Raw Milk – Surging Hospital Bills

Raw milk consumed by less than 5% of Americans accounts for roughly 97% of all dairy-related illness outbreaks in the country — and sales are surging anyway.

Quick Take

  • The Centers for Disease Control and Prevention (CDC) linked raw milk to 202 outbreaks and 2,645 illnesses between 1998 and 2018.
  • Raw dairy products are 840 times more likely than pasteurized dairy to cause illness, according to peer-reviewed research.
  • Children, pregnant women, adults over 65, and people with weak immune systems face the highest risk from raw milk.
  • Weekly raw milk sales jumped 21% to 65% despite active warnings from the CDC and the Food and Drug Administration (FDA).

What Raw Milk Actually Contains That Can Hurt You

Raw milk skips the heating process that kills dangerous germs. That means whatever bacteria a cow carries — or whatever contaminates the milk during handling — goes straight into the bottle. The FDA lists Salmonella, E. coli, Listeria, and Campylobacter as the main threats. These aren’t minor stomach bugs. In serious cases, they cause kidney failure, paralysis, and death. The CDC confirms that symptoms can escalate into Guillain-Barré syndrome or hemolytic uremic syndrome — conditions that can put someone in the hospital for weeks.

Pregnant women face a specific danger from Listeria. The Illinois Department of Public Health warns that raw milk carrying this bacteria can cause miscarriages or severe complications for anyone with a weakened immune system. This is not a theoretical risk. It is a documented, recurring one tied to real outbreaks in real states.

The Numbers Behind 200-Plus Outbreaks

From 1998 to 2018, the CDC tracked 202 outbreaks tied to raw milk. Those outbreaks sickened 2,645 people and sent 228 to the hospital. Put that in context: raw milk makes up about 1% of all dairy produced in the U.S., yet it drives the overwhelming majority of dairy-related illness outbreaks. A peer-reviewed study found raw dairy products are 840 times more likely to cause illness and 45 times more likely to cause hospitalization than pasteurized dairy. That is not a rounding error. That is a structural risk baked into the product.
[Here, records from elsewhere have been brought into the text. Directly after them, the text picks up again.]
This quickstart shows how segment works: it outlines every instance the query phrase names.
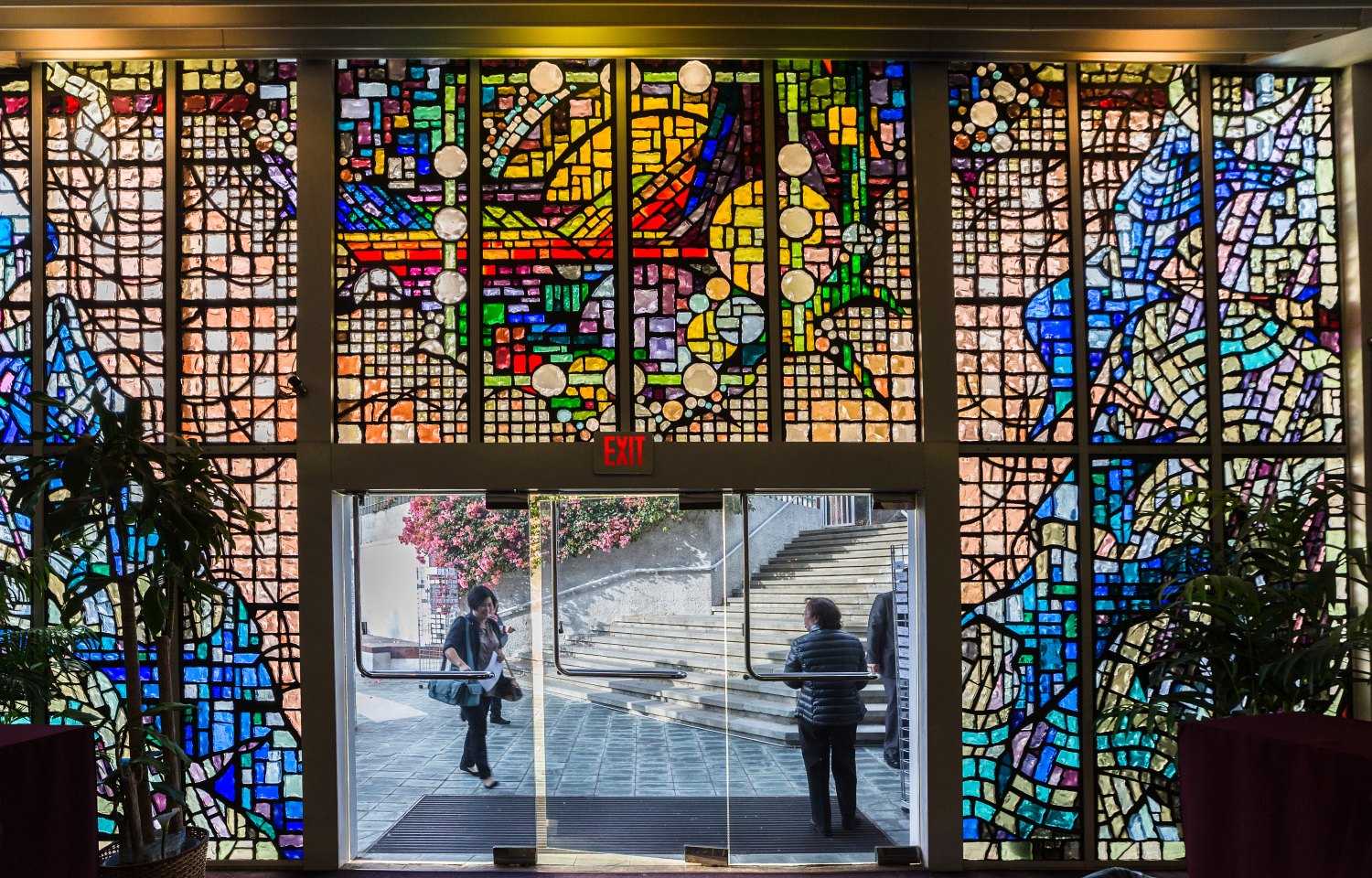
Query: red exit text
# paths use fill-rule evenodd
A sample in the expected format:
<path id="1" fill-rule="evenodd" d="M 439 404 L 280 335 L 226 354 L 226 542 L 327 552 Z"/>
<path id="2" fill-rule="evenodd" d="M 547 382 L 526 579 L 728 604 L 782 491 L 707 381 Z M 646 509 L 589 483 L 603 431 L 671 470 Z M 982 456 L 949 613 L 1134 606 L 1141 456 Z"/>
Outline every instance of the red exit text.
<path id="1" fill-rule="evenodd" d="M 601 434 L 595 438 L 594 472 L 639 475 L 653 472 L 653 440 L 648 434 Z"/>

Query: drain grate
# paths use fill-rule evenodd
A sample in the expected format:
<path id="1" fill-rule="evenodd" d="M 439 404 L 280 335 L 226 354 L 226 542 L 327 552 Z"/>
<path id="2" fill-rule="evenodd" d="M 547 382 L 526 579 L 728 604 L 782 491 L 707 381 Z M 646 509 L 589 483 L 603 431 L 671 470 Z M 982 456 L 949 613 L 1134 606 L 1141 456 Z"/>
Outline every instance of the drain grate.
<path id="1" fill-rule="evenodd" d="M 711 796 L 605 796 L 547 798 L 552 848 L 681 856 L 686 845 L 724 846 L 734 855 L 871 853 L 893 844 L 871 820 L 856 830 L 834 827 L 822 838 L 809 826 L 804 796 L 750 796 L 729 803 L 734 819 L 726 840 L 724 800 Z M 838 805 L 830 803 L 837 818 Z M 472 855 L 493 846 L 536 844 L 532 796 L 425 796 L 368 855 Z"/>

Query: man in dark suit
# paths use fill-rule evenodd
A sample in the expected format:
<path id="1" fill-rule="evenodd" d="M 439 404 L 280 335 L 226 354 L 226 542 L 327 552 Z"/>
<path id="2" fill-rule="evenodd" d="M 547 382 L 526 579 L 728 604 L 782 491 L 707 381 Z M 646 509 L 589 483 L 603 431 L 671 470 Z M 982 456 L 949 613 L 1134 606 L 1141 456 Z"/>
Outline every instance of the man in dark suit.
<path id="1" fill-rule="evenodd" d="M 871 602 L 867 616 L 867 669 L 881 678 L 886 690 L 886 739 L 882 756 L 900 768 L 900 665 L 896 661 L 896 593 L 886 591 Z"/>

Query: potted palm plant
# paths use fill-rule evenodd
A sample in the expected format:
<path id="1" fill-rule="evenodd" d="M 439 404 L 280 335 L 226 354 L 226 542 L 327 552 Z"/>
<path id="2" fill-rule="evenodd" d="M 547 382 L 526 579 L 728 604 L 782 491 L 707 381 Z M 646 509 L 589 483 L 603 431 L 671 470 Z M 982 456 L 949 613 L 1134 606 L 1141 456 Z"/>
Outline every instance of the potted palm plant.
<path id="1" fill-rule="evenodd" d="M 1154 628 L 1132 708 L 1163 726 L 1279 712 L 1338 713 L 1369 675 L 1372 616 L 1350 589 L 1368 583 L 1362 547 L 1327 539 L 1361 488 L 1334 475 L 1259 494 L 1185 488 L 1172 497 Z"/>
<path id="2" fill-rule="evenodd" d="M 1367 829 L 1338 807 L 1338 770 L 1324 767 L 1349 766 L 1345 748 L 1372 739 L 1372 723 L 1346 717 L 1372 648 L 1372 617 L 1353 601 L 1367 551 L 1343 527 L 1360 493 L 1317 472 L 1266 493 L 1168 498 L 1158 532 L 1173 543 L 1142 620 L 1146 694 L 1099 716 L 1177 748 L 1158 793 L 1180 807 L 1192 875 L 1351 874 L 1345 842 Z"/>
<path id="3" fill-rule="evenodd" d="M 185 707 L 167 683 L 180 679 L 185 631 L 224 601 L 221 558 L 233 536 L 263 519 L 198 443 L 148 439 L 137 401 L 113 412 L 96 395 L 93 413 L 80 413 L 43 394 L 30 399 L 84 429 L 56 436 L 54 453 L 0 462 L 10 509 L 41 509 L 33 554 L 64 579 L 62 613 L 108 600 L 123 656 L 118 745 L 104 764 L 118 841 L 102 868 L 203 874 L 207 834 L 188 827 L 184 812 Z M 156 691 L 145 697 L 143 680 L 152 679 Z"/>

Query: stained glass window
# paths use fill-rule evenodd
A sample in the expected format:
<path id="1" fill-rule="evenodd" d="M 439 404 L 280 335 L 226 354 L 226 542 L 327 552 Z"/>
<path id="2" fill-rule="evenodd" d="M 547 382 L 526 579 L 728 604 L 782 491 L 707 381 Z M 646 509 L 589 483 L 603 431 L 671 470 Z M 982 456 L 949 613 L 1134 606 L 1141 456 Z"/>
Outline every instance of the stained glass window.
<path id="1" fill-rule="evenodd" d="M 1062 64 L 949 71 L 958 435 L 1073 438 Z"/>
<path id="2" fill-rule="evenodd" d="M 1206 468 L 1185 458 L 1107 458 L 1091 465 L 1093 525 L 1095 680 L 1098 716 L 1135 707 L 1150 691 L 1139 669 L 1162 634 L 1154 613 L 1169 575 L 1165 553 L 1174 493 L 1203 487 Z M 1183 855 L 1176 789 L 1176 738 L 1142 719 L 1096 720 L 1098 853 L 1157 860 Z"/>
<path id="3" fill-rule="evenodd" d="M 1096 442 L 1205 436 L 1195 69 L 1080 69 L 1087 355 Z"/>
<path id="4" fill-rule="evenodd" d="M 338 62 L 340 442 L 466 438 L 466 62 Z"/>
<path id="5" fill-rule="evenodd" d="M 181 429 L 294 442 L 295 62 L 181 64 Z"/>
<path id="6" fill-rule="evenodd" d="M 29 71 L 0 71 L 0 443 L 27 442 L 33 388 Z"/>
<path id="7" fill-rule="evenodd" d="M 237 593 L 218 626 L 187 646 L 187 752 L 211 827 L 211 859 L 299 859 L 300 572 L 296 465 L 289 457 L 224 457 L 239 494 L 266 516 L 226 558 Z M 192 658 L 193 652 L 193 658 Z M 196 774 L 192 766 L 192 776 Z M 207 789 L 206 789 L 207 787 Z"/>
<path id="8" fill-rule="evenodd" d="M 484 435 L 615 424 L 613 63 L 482 62 Z"/>
<path id="9" fill-rule="evenodd" d="M 963 457 L 963 840 L 1081 856 L 1077 482 L 1066 457 Z"/>
<path id="10" fill-rule="evenodd" d="M 1214 78 L 1225 442 L 1343 438 L 1334 80 Z"/>
<path id="11" fill-rule="evenodd" d="M 637 429 L 766 439 L 759 62 L 630 67 Z"/>
<path id="12" fill-rule="evenodd" d="M 915 283 L 903 62 L 777 62 L 786 439 L 912 442 Z"/>
<path id="13" fill-rule="evenodd" d="M 165 198 L 166 84 L 176 71 L 180 176 Z M 280 384 L 295 370 L 295 148 L 291 62 L 51 63 L 43 67 L 47 125 L 43 198 L 48 272 L 48 390 L 71 409 L 49 429 L 92 429 L 92 399 L 115 410 L 141 399 L 162 423 L 166 377 L 165 233 L 177 228 L 180 428 L 224 446 L 295 438 Z M 0 77 L 0 281 L 7 392 L 26 392 L 23 313 L 33 300 L 27 228 L 27 80 Z M 283 402 L 284 401 L 284 402 Z M 10 398 L 5 399 L 10 402 Z M 4 409 L 7 440 L 26 431 Z M 181 700 L 191 705 L 191 819 L 210 830 L 214 859 L 296 859 L 302 845 L 296 466 L 289 457 L 221 464 L 268 521 L 226 558 L 236 583 L 187 642 Z M 0 510 L 3 512 L 3 510 Z M 23 550 L 32 523 L 4 512 L 0 551 Z M 99 560 L 93 562 L 99 564 Z M 66 576 L 70 571 L 56 571 Z M 115 597 L 85 605 L 96 639 L 89 685 L 69 698 L 92 711 L 103 766 L 118 759 Z M 155 663 L 145 667 L 152 669 Z M 143 680 L 148 694 L 163 680 Z M 99 790 L 100 829 L 115 804 Z"/>
<path id="14" fill-rule="evenodd" d="M 44 66 L 48 392 L 144 401 L 162 424 L 166 358 L 165 64 Z"/>

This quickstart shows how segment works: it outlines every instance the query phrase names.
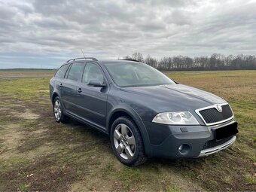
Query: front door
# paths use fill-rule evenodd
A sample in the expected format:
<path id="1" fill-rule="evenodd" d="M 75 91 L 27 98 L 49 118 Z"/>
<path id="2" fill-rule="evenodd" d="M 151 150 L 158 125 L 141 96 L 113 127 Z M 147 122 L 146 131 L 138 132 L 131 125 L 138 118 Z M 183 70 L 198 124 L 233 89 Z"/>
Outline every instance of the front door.
<path id="1" fill-rule="evenodd" d="M 84 62 L 73 63 L 70 67 L 67 77 L 62 83 L 62 99 L 67 112 L 72 114 L 78 113 L 77 99 L 79 93 L 78 92 L 78 83 L 84 67 Z"/>
<path id="2" fill-rule="evenodd" d="M 95 62 L 89 62 L 84 68 L 82 81 L 78 84 L 81 92 L 78 101 L 82 109 L 80 116 L 85 120 L 105 129 L 108 87 L 108 85 L 104 87 L 89 86 L 87 84 L 90 80 L 107 82 L 100 66 Z"/>

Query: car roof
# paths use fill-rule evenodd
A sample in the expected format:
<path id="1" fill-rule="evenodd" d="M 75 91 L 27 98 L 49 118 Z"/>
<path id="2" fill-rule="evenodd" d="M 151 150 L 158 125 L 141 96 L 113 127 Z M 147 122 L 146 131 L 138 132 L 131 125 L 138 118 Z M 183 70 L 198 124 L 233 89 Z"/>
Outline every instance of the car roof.
<path id="1" fill-rule="evenodd" d="M 140 62 L 136 61 L 136 60 L 114 60 L 114 59 L 100 59 L 99 60 L 99 62 L 100 62 L 101 63 L 103 64 L 120 64 L 121 62 L 133 62 L 133 63 L 141 63 Z"/>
A recent multistate E. coli outbreak drove the point home. The CDC identified nine people across three states who got sick after drinking raw milk or eating raw milk cheddar cheese. Nine people sounds small until one of them is your kid — and until you learn that E. coli O157:H7 can trigger kidney failure in children within days of exposure.

The Counter-Argument Deserves a Fair Look — But Has Limits

The Raw Milk Institute points to CDC outbreak data from 2005 to 2020 and argues that illnesses did not increase as more states legalized raw milk sales. That is a fair data point worth taking seriously. The institute also draws a line between raw milk produced for pasteurization — which can test positive for pathogens in up to 33% of samples — and carefully monitored raw milk made for direct human consumption, which rarely shows contamination. That distinction matters and deserves more research.

But the counter-argument has a real gap. It does not directly refute the 840-times-higher illness risk calculated in peer-reviewed research, nor does it engage the CDC’s finding that unpasteurized products caused 96% of all outbreak-related dairy illnesses. Pointing out that illnesses did not trend upward during a period of legalization is not the same as proving the product is safe. It may simply mean more careful farms are now producing it — which is a reason to support better monitoring, not a reason to dismiss the risk entirely.

Who Is Most at Risk and Why the Messaging Is Falling Short

The CDC is clear about who should never drink raw milk: children under 5, adults over 65, pregnant women, and anyone with a compromised immune system. These groups get sicker faster, stay sick longer, and face worse outcomes. Yet public health warnings have not slowed the trend. Weekly raw milk sales jumped between 21% and 65% compared to the prior year, driven partly by social media communities sharing personal testimonials and partly by a growing distrust of federal health agencies.

One particularly dangerous piece of misinformation is spreading online: the idea that drinking raw milk containing live bird flu virus will build immunity. The CDC and Illinois Department of Public Health both state clearly that consuming a live virus does not protect you — it gives you the disease. That message is not cutting through. When personal belief overrides documented medical risk, the people most likely to pay the price are children who had no say in the choice. That is the part of this debate that should trouble everyone, regardless of where they stand on food freedom.